At it's core, the non-diet approach reconnects you to the wisdom of your body. It presents you with the opportunity to reach and maintain a healthy body weight, and not just for a few days leading up to your 10 year high school reunion! The ability to develop a lifelong approach to healthy eating by encouraging positive attitudes, thoughts and feelings towards food and eating, is accessible to you. It is never too late to get off the yoyo dieting rollercoaster!
We were born to be strong, happy, energetic, and healthy. There is a weight that is most healthy and comfortable for each individual, and it may or may not be the same as the societal "ideal".
The non-diet approach gently reminds us of the innate ability of our bodies to attain and maintain a healthy weight.

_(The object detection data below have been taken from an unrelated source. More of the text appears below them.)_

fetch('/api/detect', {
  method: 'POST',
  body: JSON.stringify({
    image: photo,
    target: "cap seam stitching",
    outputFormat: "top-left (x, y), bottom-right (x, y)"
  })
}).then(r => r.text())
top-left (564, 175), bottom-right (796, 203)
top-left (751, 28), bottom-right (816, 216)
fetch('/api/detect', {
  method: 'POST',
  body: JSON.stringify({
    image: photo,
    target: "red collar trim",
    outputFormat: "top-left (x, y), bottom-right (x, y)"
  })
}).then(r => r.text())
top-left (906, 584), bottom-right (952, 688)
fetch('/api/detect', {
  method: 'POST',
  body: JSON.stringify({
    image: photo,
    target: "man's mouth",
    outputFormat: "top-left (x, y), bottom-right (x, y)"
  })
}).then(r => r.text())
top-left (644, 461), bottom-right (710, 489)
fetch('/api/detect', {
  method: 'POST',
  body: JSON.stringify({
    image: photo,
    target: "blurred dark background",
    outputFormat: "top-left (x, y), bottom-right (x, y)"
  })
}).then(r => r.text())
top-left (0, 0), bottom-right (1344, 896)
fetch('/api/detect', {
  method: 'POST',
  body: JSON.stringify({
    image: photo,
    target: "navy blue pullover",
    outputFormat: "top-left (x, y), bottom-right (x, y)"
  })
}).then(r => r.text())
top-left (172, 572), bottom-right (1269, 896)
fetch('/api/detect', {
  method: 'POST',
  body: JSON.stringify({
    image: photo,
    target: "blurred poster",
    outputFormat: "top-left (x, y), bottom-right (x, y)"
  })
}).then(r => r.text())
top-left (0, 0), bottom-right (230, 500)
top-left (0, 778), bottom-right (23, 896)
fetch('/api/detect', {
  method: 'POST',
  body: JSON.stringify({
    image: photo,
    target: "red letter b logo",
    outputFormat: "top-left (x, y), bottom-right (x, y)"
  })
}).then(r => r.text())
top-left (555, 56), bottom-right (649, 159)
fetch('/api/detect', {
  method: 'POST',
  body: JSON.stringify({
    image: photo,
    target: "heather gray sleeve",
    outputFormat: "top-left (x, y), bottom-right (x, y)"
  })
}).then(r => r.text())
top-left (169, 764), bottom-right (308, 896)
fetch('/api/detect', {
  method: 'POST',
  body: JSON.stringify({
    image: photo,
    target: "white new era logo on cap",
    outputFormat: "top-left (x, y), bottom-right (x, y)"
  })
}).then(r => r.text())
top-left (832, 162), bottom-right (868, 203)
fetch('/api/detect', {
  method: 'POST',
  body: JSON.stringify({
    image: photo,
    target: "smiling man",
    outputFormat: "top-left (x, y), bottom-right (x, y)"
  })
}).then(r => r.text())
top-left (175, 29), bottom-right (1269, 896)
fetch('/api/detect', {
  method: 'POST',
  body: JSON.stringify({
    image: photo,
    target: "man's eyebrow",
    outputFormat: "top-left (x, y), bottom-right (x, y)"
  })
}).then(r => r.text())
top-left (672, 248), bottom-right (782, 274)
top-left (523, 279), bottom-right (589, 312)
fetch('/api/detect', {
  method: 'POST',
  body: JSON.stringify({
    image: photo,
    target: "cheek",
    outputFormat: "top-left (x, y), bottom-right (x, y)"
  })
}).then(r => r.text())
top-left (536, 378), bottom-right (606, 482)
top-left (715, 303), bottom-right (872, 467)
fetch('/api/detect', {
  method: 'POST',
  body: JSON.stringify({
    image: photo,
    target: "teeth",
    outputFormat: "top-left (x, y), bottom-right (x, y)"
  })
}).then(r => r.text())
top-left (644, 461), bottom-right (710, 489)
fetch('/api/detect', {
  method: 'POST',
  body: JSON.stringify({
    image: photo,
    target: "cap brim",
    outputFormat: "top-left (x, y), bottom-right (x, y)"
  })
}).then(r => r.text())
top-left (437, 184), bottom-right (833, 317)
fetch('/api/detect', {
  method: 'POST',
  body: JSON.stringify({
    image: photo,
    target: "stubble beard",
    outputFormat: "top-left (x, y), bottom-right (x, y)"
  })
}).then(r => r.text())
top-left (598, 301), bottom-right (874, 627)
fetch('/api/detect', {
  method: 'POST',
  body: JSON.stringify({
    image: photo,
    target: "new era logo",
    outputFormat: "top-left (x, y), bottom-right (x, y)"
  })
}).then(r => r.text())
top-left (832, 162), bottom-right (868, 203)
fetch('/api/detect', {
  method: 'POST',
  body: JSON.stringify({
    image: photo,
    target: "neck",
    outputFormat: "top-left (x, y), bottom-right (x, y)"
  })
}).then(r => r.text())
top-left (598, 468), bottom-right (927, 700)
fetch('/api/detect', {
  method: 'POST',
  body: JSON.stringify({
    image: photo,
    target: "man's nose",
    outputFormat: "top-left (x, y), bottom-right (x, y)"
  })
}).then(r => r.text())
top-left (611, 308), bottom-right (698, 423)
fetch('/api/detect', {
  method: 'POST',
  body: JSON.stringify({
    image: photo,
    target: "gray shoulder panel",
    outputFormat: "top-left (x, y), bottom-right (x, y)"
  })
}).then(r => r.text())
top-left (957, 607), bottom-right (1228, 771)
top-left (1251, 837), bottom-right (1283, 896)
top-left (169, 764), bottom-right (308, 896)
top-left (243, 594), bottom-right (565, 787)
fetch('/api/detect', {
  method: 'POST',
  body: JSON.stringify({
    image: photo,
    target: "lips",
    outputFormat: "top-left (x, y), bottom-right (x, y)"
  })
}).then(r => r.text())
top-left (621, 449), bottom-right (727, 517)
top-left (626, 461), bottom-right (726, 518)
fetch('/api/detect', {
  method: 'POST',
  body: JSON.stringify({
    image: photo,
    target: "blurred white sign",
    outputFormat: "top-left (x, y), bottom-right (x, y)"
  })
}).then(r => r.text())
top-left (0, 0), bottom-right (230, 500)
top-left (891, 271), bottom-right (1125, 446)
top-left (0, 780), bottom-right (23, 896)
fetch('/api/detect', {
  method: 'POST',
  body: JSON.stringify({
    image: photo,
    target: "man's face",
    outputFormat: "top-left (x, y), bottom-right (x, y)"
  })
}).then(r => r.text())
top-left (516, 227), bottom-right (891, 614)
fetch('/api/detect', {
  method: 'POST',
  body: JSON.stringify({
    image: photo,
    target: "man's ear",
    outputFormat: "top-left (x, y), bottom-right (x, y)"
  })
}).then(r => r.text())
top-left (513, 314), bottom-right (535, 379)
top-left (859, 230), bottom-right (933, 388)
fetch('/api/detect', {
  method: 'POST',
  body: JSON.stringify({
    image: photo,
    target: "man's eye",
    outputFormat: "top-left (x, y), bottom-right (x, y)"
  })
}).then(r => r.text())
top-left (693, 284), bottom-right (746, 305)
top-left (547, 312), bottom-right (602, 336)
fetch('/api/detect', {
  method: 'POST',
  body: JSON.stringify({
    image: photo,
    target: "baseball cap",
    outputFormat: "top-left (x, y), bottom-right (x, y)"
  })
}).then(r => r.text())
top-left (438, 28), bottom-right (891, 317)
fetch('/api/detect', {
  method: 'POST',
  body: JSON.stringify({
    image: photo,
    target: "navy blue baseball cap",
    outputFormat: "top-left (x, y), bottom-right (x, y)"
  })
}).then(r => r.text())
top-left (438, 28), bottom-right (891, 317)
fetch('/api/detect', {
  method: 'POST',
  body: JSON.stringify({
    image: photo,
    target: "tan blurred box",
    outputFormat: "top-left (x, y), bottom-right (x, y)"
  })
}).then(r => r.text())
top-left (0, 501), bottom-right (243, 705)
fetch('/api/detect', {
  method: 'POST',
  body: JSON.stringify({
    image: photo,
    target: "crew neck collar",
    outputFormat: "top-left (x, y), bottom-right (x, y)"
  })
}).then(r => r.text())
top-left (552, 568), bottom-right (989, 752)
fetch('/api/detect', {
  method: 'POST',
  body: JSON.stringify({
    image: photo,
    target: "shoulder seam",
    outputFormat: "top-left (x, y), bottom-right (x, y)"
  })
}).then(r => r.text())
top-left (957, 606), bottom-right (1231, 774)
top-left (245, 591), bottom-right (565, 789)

And it doesn't require counting calories, fat grams, carbohydrate grams, or eating more eggs in a day than your friends and colleagues care for.
On a broader scale, the non-diet approach fits in with many other practices we can use to rekindle our body's innate wisdom: yoga, meditation, mindful and intuitive eating, spending time connecting with the earth, learning about sustainable food systems or doing a permaculture design course. It's about deepening our relationship to food and where it comes from, not further narrowing our scope to calories and reducing foods down to their ability to burn fat or even to boost antioxidant levels. This process requires courage and a willingness to delve deeper into the unknown.
The great thing about the non-diet approach is that the deeper you scratch, the more diet and weight myths you will dispel, and the more clarity you will gain. This is the path of the warrior or warrioress, and although it requires a little more imagination and openness than your typical 30 day low-carb diet, it's a hell of a lot more fun! And the results are lasting.
Find an Accredited Practicing Dietitian (like myself or any of my wonderful mentors listed above) to introduce you to the non-diet approach. Together you can work towards eating intuitively and creating a healthy relationship with food.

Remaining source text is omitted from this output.